NEW YORK (PNN) - July 19, 2014 - Edward Snowden, a former Fascist Police States of Amerika spy agency contractor who leaked details of major FPSA surveillance programs, called on supporters at a hacking conference to spur development of easy-to-use technologies to subvert government surveillance programs around the globe.
Snowden, who addressed conference attendees on Saturday via video link from Moscow, said he intends to devote much of his time to promoting such technologies, including ones that allow people to communicate anonymously and encrypt their messages.
"You in this room, right now have both the means and the capability to improve the future by encoding our rights into programs and protocols (on) which we rely every day," he told the New York City conference, known as Hackers On Planet Earth, or HOPE.
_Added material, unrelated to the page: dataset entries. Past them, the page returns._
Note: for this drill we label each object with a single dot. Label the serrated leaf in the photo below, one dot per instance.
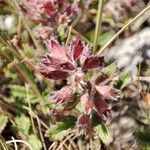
(3, 122)
(58, 131)
(110, 70)
(34, 142)
(103, 39)
(23, 123)
(103, 133)
(20, 92)
(123, 80)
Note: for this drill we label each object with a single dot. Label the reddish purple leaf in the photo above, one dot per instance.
(87, 103)
(60, 1)
(100, 79)
(49, 7)
(67, 66)
(58, 51)
(93, 62)
(56, 74)
(84, 125)
(77, 50)
(101, 106)
(107, 92)
(63, 95)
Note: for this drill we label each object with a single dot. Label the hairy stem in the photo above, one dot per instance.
(98, 23)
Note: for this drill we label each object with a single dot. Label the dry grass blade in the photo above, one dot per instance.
(123, 29)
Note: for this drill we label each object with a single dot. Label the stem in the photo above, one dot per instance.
(81, 36)
(25, 22)
(69, 35)
(98, 23)
(123, 29)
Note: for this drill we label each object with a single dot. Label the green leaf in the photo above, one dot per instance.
(23, 123)
(3, 122)
(20, 92)
(103, 133)
(144, 140)
(34, 142)
(58, 131)
(123, 80)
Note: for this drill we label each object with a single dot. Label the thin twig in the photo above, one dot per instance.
(31, 112)
(29, 104)
(98, 23)
(69, 35)
(25, 22)
(123, 29)
(19, 141)
(15, 144)
(81, 36)
(41, 135)
(66, 139)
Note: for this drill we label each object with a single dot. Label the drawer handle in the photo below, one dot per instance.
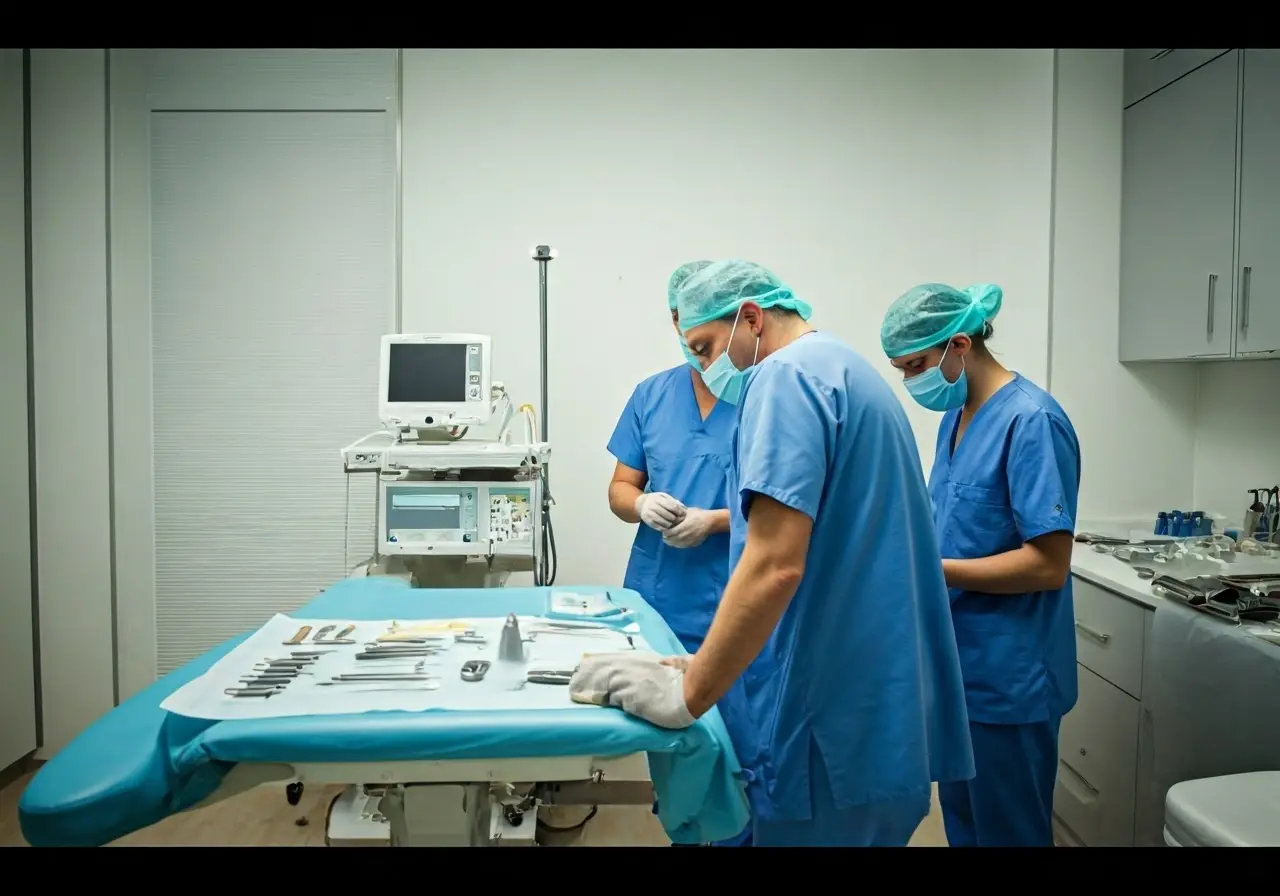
(1208, 323)
(1100, 636)
(1074, 781)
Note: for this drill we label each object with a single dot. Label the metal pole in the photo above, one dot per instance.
(543, 255)
(542, 333)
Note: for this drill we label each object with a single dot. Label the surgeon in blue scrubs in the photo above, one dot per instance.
(1006, 474)
(835, 616)
(672, 448)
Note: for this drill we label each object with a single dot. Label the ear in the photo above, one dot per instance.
(753, 315)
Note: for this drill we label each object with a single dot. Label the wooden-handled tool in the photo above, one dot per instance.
(301, 635)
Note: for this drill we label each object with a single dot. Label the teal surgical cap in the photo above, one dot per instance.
(679, 278)
(721, 288)
(931, 314)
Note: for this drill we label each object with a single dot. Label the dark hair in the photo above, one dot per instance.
(773, 311)
(978, 339)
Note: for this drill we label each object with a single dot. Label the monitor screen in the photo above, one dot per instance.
(426, 373)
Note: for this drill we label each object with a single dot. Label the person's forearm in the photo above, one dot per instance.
(1018, 571)
(757, 595)
(622, 501)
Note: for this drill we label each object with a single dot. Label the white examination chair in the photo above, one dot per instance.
(1229, 810)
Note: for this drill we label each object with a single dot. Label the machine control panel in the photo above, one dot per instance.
(449, 517)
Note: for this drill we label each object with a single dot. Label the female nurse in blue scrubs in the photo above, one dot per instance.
(673, 446)
(1004, 487)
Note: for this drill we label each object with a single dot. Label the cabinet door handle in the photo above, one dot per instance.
(1100, 636)
(1212, 288)
(1244, 298)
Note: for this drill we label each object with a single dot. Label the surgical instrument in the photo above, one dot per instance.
(341, 638)
(548, 677)
(301, 635)
(511, 647)
(429, 685)
(475, 670)
(280, 670)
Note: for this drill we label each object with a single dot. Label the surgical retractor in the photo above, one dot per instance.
(511, 647)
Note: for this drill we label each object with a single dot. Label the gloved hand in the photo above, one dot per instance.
(659, 511)
(690, 531)
(640, 685)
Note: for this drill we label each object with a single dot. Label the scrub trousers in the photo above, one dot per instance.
(1010, 799)
(887, 823)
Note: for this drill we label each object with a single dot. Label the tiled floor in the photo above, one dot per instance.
(264, 818)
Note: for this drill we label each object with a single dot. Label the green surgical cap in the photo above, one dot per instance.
(721, 288)
(679, 277)
(931, 314)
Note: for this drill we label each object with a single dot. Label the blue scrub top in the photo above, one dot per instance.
(863, 662)
(1014, 476)
(662, 434)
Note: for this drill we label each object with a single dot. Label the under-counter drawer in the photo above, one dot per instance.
(1147, 71)
(1109, 635)
(1097, 766)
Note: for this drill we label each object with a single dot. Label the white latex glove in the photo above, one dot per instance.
(640, 685)
(690, 531)
(659, 511)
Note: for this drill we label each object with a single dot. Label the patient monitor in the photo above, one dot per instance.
(434, 379)
(461, 494)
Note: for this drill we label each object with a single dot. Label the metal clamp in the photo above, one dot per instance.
(1100, 636)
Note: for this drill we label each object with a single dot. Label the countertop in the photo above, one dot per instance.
(1114, 575)
(1119, 577)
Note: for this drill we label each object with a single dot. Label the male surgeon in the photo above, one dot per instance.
(672, 447)
(835, 615)
(1006, 474)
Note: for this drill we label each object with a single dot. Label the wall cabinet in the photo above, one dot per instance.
(1147, 71)
(1098, 772)
(1198, 214)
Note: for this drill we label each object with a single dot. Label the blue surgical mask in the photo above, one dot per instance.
(722, 378)
(689, 356)
(932, 391)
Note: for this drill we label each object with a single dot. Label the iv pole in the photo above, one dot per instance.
(545, 576)
(543, 255)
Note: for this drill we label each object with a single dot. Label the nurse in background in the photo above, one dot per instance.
(672, 446)
(1004, 489)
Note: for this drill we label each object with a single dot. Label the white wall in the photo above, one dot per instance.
(17, 645)
(1134, 423)
(1237, 434)
(853, 174)
(69, 323)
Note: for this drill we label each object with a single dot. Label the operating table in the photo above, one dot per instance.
(448, 777)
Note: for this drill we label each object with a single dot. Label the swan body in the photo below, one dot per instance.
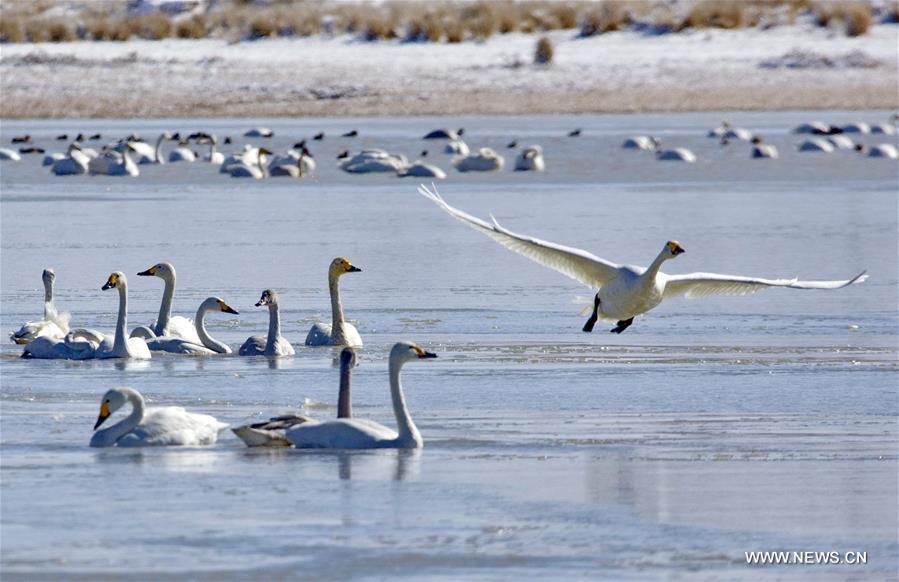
(121, 346)
(530, 160)
(485, 160)
(676, 155)
(816, 144)
(883, 150)
(148, 427)
(272, 432)
(352, 433)
(166, 324)
(208, 346)
(626, 291)
(340, 332)
(54, 325)
(274, 344)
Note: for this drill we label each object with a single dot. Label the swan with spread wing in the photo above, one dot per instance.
(625, 291)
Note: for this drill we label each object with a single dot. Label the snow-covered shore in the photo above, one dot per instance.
(788, 67)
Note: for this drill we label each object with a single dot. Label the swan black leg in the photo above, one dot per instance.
(588, 327)
(622, 325)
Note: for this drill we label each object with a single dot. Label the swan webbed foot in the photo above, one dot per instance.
(622, 325)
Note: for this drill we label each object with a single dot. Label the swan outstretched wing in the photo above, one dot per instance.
(707, 284)
(575, 263)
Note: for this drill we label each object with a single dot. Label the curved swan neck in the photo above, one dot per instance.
(274, 326)
(405, 427)
(208, 341)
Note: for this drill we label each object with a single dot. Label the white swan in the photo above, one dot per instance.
(485, 160)
(271, 433)
(339, 333)
(676, 155)
(208, 347)
(53, 325)
(167, 324)
(244, 169)
(152, 427)
(274, 344)
(625, 291)
(351, 433)
(75, 162)
(530, 160)
(121, 346)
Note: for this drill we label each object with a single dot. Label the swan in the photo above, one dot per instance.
(270, 433)
(763, 150)
(167, 324)
(339, 333)
(121, 346)
(54, 325)
(625, 291)
(244, 169)
(421, 169)
(152, 427)
(676, 155)
(530, 160)
(8, 154)
(816, 144)
(457, 147)
(208, 347)
(351, 433)
(445, 134)
(486, 160)
(641, 142)
(75, 162)
(274, 344)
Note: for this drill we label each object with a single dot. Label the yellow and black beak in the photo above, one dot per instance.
(104, 414)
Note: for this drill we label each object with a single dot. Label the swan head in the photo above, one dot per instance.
(342, 265)
(269, 297)
(112, 401)
(164, 271)
(116, 279)
(673, 249)
(408, 351)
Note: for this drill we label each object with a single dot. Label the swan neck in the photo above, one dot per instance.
(405, 427)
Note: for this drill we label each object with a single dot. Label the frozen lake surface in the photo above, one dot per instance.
(708, 429)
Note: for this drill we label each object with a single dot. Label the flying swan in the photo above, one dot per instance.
(152, 427)
(625, 291)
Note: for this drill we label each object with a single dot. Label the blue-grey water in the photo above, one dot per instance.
(710, 428)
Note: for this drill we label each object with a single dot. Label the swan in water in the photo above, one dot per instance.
(274, 344)
(121, 346)
(75, 162)
(339, 333)
(167, 324)
(485, 160)
(152, 427)
(54, 325)
(244, 169)
(208, 347)
(530, 160)
(352, 433)
(271, 433)
(625, 291)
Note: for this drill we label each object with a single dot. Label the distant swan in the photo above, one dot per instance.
(339, 333)
(625, 291)
(148, 427)
(274, 344)
(53, 325)
(209, 347)
(352, 433)
(167, 324)
(271, 433)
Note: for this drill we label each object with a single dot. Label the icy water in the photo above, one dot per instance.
(709, 429)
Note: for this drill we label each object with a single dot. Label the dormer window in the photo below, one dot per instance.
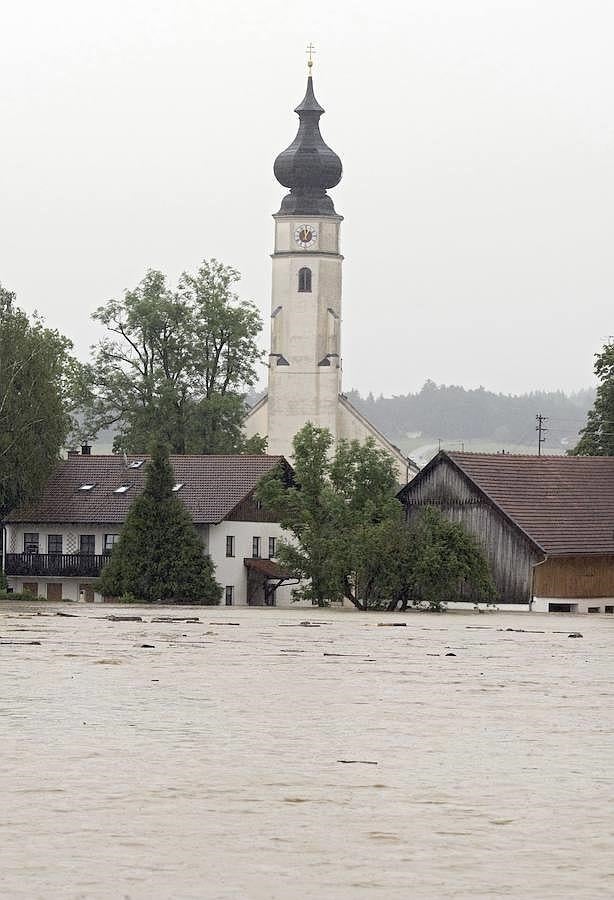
(304, 280)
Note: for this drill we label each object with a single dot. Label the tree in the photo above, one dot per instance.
(441, 562)
(597, 436)
(348, 533)
(37, 376)
(159, 555)
(340, 510)
(176, 364)
(309, 509)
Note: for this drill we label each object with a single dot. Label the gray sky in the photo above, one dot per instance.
(477, 138)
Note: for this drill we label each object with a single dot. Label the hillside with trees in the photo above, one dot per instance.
(481, 418)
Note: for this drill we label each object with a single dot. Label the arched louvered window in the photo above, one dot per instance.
(304, 280)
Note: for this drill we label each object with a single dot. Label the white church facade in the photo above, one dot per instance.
(304, 380)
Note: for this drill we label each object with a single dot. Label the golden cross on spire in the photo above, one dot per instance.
(310, 51)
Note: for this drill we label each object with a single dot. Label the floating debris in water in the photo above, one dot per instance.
(358, 762)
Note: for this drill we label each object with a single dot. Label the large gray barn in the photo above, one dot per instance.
(546, 523)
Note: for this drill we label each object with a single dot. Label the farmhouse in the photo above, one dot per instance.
(546, 523)
(57, 545)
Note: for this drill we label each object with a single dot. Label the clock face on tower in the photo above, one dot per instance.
(305, 236)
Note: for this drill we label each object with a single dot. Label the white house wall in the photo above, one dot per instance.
(229, 571)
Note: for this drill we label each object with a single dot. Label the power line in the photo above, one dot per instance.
(541, 432)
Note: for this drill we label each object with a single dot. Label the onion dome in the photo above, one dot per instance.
(308, 167)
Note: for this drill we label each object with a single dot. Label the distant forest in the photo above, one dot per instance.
(455, 414)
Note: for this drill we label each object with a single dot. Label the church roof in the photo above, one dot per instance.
(308, 166)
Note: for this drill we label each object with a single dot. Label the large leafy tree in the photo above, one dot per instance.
(159, 555)
(597, 436)
(37, 377)
(348, 534)
(175, 364)
(441, 563)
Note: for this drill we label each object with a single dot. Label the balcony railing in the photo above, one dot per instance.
(55, 564)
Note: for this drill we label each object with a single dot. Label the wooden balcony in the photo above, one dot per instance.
(55, 564)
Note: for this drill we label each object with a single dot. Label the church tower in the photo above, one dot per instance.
(304, 360)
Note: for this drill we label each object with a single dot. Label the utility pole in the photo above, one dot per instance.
(541, 432)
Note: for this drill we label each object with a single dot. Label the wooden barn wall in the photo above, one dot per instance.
(575, 577)
(510, 556)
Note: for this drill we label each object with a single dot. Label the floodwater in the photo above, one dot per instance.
(267, 759)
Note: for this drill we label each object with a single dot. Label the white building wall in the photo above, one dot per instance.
(228, 570)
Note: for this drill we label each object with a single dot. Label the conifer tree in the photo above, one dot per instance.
(159, 555)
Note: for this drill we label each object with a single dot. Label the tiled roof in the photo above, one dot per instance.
(564, 503)
(211, 487)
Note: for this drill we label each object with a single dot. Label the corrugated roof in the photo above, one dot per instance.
(211, 487)
(564, 503)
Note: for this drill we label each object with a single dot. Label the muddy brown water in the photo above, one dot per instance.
(208, 765)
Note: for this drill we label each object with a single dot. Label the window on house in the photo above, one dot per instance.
(109, 542)
(87, 544)
(30, 542)
(304, 280)
(54, 543)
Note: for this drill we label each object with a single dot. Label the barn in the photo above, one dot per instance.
(545, 523)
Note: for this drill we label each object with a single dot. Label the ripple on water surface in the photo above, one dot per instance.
(277, 754)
"That is what a lot of my future work is going to be involved in," he told hundreds of hackers who crowded into an auditorium and overflow rooms to hear him speak from Moscow, where he fled to last year.
He escaped the Fascist Police States of Amerika after leaking documents that detailed massive FPSA surveillance programs at home and abroad - revelations that outraged some Amerikans and sparked protests from countries around the globe.
Snowden did not discuss the status of a request he made earlier this month to extend his Russian visa, which expires at the end of July. The Fascist Police States of Amerika wants Russia to send him home to face criminal charges, including espionage.
At the HOPE hacking conference, several talks detailed approaches for thwarting government surveillance, including a system known as SecureDrop that is designed to allow people to anonymously leak documents to journalists.
Attorneys with the Electronic Frontier Foundation answered questions about pending litigation with the Amerikan Gestapo National Security Agency division, including efforts to stop collection of phone records that were disclosed through Snowden's leaks.
Snowden is seen as a hero by a large segment of the world population, including computer experts, anti-surveillance activists, artists and other types of hackers attending the HOPE conference.
The conference featured about 100 presentations on topics ranging from surveillance to hacking elevators and home routers.